No: the marketing site (http://wagtail.io/) is a single static HTML page. But we're about to add a blog, so we'll convert the whole thing into a Wagtail site, hopefully next week.
I'm just about to test it out but I have a question – how easy is it to to integrate this into an existing project?
Note https://github.com/torchbox/wagtaildemo/blob/master/wagtaild... (from the example Wagtail site). To incorporate it into an existing app you'll just need to adjust the URLs so Wagtail isn't taking over the whole URL space.
Feedback: I hope for some good documentation like a starter tutorial and video screencast so more people can understand your CMS and use it.
Is that true in general for this CMS, that Python 2.7 will be needed? Python 3 isn't supported?
If anyone has time to test Wagtail on Python 3 and report any problems to https://github.com/torchbox/wagtail/issues that will accelerate the work!
https://index.docker.io/u/oyvindsk/wagtaildemo-incomplete/
https://github.com/oyvindsk/docker-playground/tree/master/do...

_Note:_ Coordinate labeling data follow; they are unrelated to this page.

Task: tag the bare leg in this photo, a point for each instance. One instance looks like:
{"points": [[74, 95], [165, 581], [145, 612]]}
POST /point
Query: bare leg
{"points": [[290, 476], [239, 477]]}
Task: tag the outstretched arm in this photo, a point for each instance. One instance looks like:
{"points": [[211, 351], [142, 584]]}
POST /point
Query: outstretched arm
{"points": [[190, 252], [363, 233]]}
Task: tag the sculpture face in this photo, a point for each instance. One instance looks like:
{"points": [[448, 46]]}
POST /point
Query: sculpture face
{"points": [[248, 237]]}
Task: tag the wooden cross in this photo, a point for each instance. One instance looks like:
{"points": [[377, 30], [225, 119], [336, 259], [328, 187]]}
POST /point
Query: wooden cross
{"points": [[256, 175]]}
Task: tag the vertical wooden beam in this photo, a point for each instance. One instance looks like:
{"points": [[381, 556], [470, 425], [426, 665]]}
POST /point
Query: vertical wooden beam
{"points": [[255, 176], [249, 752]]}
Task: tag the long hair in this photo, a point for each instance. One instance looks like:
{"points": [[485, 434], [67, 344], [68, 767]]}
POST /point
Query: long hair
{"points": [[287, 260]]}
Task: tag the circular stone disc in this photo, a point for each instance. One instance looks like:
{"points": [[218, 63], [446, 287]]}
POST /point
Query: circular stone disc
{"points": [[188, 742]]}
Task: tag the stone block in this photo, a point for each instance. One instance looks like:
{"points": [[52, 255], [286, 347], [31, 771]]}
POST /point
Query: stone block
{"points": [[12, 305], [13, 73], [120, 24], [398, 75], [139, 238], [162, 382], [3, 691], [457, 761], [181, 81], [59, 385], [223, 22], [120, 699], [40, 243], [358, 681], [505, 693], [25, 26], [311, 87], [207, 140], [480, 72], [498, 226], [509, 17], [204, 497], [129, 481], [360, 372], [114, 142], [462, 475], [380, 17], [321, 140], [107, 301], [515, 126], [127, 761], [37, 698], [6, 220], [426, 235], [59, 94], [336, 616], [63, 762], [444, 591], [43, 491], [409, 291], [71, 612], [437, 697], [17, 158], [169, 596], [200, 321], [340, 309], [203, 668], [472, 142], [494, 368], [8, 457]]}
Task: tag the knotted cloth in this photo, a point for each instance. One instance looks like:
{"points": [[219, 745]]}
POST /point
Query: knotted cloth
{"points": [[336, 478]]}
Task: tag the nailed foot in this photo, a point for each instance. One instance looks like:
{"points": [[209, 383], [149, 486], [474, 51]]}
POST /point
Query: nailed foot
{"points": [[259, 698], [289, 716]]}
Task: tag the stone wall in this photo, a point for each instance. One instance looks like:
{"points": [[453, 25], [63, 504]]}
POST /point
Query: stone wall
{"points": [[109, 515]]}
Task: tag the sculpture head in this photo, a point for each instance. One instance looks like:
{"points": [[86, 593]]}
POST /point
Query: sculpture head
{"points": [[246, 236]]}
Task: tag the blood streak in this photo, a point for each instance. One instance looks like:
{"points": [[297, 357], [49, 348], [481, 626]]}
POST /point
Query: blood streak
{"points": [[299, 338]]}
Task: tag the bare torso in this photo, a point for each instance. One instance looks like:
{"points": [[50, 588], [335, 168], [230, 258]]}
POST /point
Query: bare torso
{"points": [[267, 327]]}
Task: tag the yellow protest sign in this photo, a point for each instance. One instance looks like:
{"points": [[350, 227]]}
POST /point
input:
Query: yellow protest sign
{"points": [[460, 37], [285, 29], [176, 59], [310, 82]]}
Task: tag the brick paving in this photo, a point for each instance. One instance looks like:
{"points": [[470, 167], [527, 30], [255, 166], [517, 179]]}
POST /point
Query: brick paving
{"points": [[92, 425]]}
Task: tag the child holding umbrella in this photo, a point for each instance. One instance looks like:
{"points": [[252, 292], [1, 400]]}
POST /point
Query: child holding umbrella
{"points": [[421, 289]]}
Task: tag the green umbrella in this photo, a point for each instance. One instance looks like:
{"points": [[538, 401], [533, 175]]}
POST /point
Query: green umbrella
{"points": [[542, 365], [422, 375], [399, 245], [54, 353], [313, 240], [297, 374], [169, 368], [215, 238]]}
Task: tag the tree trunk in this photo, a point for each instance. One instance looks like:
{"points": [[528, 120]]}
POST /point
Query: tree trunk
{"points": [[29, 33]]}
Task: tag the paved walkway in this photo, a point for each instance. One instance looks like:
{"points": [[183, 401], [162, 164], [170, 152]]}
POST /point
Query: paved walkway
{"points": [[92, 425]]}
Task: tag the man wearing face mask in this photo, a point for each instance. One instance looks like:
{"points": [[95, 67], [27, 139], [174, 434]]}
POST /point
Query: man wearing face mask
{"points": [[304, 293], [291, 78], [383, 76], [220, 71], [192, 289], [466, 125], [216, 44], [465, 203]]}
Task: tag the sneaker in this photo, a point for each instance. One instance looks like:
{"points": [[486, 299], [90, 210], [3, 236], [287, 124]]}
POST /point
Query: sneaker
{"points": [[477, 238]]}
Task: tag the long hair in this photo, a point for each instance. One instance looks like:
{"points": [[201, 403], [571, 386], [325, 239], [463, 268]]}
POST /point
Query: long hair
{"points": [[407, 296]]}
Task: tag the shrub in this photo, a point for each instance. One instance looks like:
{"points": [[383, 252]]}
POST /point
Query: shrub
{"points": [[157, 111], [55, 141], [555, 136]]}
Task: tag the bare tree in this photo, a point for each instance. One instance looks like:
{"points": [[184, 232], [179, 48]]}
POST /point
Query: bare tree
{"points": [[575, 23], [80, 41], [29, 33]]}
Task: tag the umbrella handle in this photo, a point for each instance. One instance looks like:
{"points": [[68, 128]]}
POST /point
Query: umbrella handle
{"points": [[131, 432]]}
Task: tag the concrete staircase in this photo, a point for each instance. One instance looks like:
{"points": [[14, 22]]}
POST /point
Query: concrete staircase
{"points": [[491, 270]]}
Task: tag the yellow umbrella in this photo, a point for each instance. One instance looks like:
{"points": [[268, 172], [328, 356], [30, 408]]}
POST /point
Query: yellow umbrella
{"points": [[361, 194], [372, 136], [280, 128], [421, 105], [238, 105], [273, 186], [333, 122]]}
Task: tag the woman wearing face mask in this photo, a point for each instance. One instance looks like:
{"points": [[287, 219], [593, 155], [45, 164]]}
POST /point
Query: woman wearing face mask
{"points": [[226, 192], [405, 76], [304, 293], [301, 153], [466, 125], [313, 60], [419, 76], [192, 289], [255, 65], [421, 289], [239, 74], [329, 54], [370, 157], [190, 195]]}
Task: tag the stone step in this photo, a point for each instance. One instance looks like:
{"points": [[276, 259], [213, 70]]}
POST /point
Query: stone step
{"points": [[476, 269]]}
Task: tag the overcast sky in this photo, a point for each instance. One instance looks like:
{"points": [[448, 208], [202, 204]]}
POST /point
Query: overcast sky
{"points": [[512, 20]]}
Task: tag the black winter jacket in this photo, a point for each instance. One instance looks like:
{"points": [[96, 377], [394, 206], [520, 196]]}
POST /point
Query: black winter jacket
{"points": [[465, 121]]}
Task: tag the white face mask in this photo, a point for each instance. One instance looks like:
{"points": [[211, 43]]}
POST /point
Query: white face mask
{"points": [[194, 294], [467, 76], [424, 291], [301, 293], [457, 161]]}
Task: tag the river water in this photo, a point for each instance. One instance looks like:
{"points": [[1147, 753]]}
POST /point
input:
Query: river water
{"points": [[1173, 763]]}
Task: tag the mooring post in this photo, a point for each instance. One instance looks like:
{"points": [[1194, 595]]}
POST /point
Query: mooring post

docker run -p 8000:8000 oyvindsk/wagtail-demo
https://index.docker.io/u/oyvindsk/wagtail-demo/
Thanks for open sourcing this. :)
One feature I always wanted implemented in whatever CMS I was using was the ability to enter, say, a comma-delimited list of page titles, select the parent page and template to use, and have the CMS generate those pages in one go, instead of having the content editors hit the "New page" button fifty times.
I used to work for a large medical company, and they're departments always had special requirements, with lists of sub-pages to create for their department. Three hours later (it was a Java-applet-based CMS :( ), I was just about done with creating their pages.